I look forward to sharing some photos of the finished garden once it is all done.

Small trees for attracting birds

Chris Cooper-Hayes - Thursday, April 03, 2014

The results of the latest RSPB Big Garden Birdwatch showed unsurprisingly that the number of birds visiting our gardens this winter fell slightly. 

The mild weather has meant natural food sources have been more abundant, and our efforts to encourage feathered friends to our seed feeders have been less successful. I have in the past spent a fortune on bagged seed, tried desperately to thwart the attacks of squirrels on the nut feeder, and Googled countless novel ways of persuading wildlife that my garden is the one they should pick to visit. Yes, MINE birdies ARE YOU LISTENING?!! 

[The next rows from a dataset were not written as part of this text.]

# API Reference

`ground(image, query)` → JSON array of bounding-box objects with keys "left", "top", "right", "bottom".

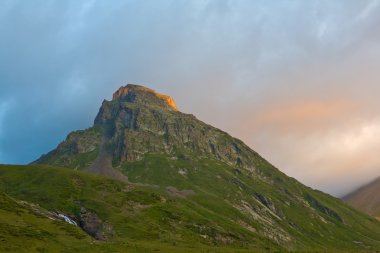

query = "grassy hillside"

[{"left": 0, "top": 164, "right": 380, "bottom": 252}]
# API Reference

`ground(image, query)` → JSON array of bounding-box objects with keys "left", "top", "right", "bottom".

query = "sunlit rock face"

[
  {"left": 37, "top": 84, "right": 258, "bottom": 171},
  {"left": 94, "top": 84, "right": 254, "bottom": 168},
  {"left": 112, "top": 84, "right": 178, "bottom": 111}
]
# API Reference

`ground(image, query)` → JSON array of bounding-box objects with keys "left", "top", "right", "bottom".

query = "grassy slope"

[
  {"left": 0, "top": 163, "right": 380, "bottom": 252},
  {"left": 123, "top": 152, "right": 380, "bottom": 250},
  {"left": 0, "top": 165, "right": 276, "bottom": 252}
]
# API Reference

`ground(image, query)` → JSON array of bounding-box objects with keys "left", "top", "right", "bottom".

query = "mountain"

[
  {"left": 0, "top": 85, "right": 380, "bottom": 252},
  {"left": 343, "top": 177, "right": 380, "bottom": 219}
]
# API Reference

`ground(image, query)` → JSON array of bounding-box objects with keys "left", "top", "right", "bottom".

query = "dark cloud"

[{"left": 0, "top": 0, "right": 380, "bottom": 194}]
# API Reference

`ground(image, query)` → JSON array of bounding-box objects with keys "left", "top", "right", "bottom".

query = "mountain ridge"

[
  {"left": 342, "top": 177, "right": 380, "bottom": 219},
  {"left": 28, "top": 85, "right": 380, "bottom": 250}
]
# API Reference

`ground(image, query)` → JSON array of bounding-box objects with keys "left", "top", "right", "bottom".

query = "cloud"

[{"left": 0, "top": 0, "right": 380, "bottom": 194}]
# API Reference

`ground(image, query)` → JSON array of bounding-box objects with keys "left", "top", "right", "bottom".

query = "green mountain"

[
  {"left": 0, "top": 85, "right": 380, "bottom": 252},
  {"left": 343, "top": 177, "right": 380, "bottom": 219}
]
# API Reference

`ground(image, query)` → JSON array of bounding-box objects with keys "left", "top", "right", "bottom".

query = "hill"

[
  {"left": 12, "top": 85, "right": 380, "bottom": 251},
  {"left": 343, "top": 177, "right": 380, "bottom": 219}
]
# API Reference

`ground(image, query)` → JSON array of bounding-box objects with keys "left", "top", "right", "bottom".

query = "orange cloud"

Trouble is, nature doesn’t necessarily pay much attention to a psychedelic green luxury designer hanging bird spa with en-suite nesting facilities, when natural food sources and habitats are at hand. Our goal therefore is to turn our gardens into the number one all-inclusive tourist destination for birds and animals, where the accommodation is terrific and the food exceptional. However as a garden designer and wildlife lover, finding the balance of attracting wildlife while addressing the aesthetic and practical needs of homeowners and families is all part of the challenge of my work, especially in smaller gardens.

One of the big draws for birds is most definitely trees, and I would encourage anyone to have at least one tree in their garden however small the space. There are some ideal trees for small gardens that have ‘triple impact’, combining blossom in spring, followed by berries or fruit, plus stunning leaf colour come autumn. In a limited space, Amelanchier lamarkii (right) is pretty hard to beat. After a great show of spring blossom, the berries are a great food source for birds, and the colour in autumn is just beautiful. Sorbus aucuparia, or our native Rowan, is also excellent for birds. Evidence shows that birds prefer red berries so try ‘Sheerwater Seedling’ for an irresistible feast. Yellow berried (Sorbus ‘Joseph Rock’) and white berried (Sorbus cashmiriana) species won’t be so tempting, with the latter being the last pilfered. 

Neither of these trees will dominate your garden, and will sit happily in a mixed border, or as a stand alone specimen bringing structure, colour, dappled shade and of course, fantastic wildlife appeal. Their importance can’t be underestimated in creating a corridor of sustenance in more urban areas, and a well chosen tree will enhance any garden immensely. So for the price of a sack or two of bird seed, you could plant a tree, and know that for years and years to come you will have a constant stream of avian visitors to your garden.

So what else can you do? Having stripped the trees bare of fruit, birds can be persuaded to extend their vacation by planting flowers with attractive seedheads such globe thistles, teasles, echinacea, asters, rudbeckia, alliums and of course sunflowers, to provide a longer supply of food through the tougher months when supply is scarce. Rather than chop plants down in winter, leave them to die back naturally. Not only will the seed be preserved for the birds, you will be treated to gorgeous wintery hues of browns that will look stunning crystallised by frost.

With the addition of a water source, coupled with some fruiting shrubbery such as Cotoneaster, or the fabulous hawthorn Crataegus monogyna to add to your eco-larder, and climbers such as ivy or honeysuckle for nesting, you may find the birds flocking to take up residence permanently! In return for your hospitality, they will repay you by eating slugs, aphids and other pests that make gardening life more challenging. Sounds win-win to me!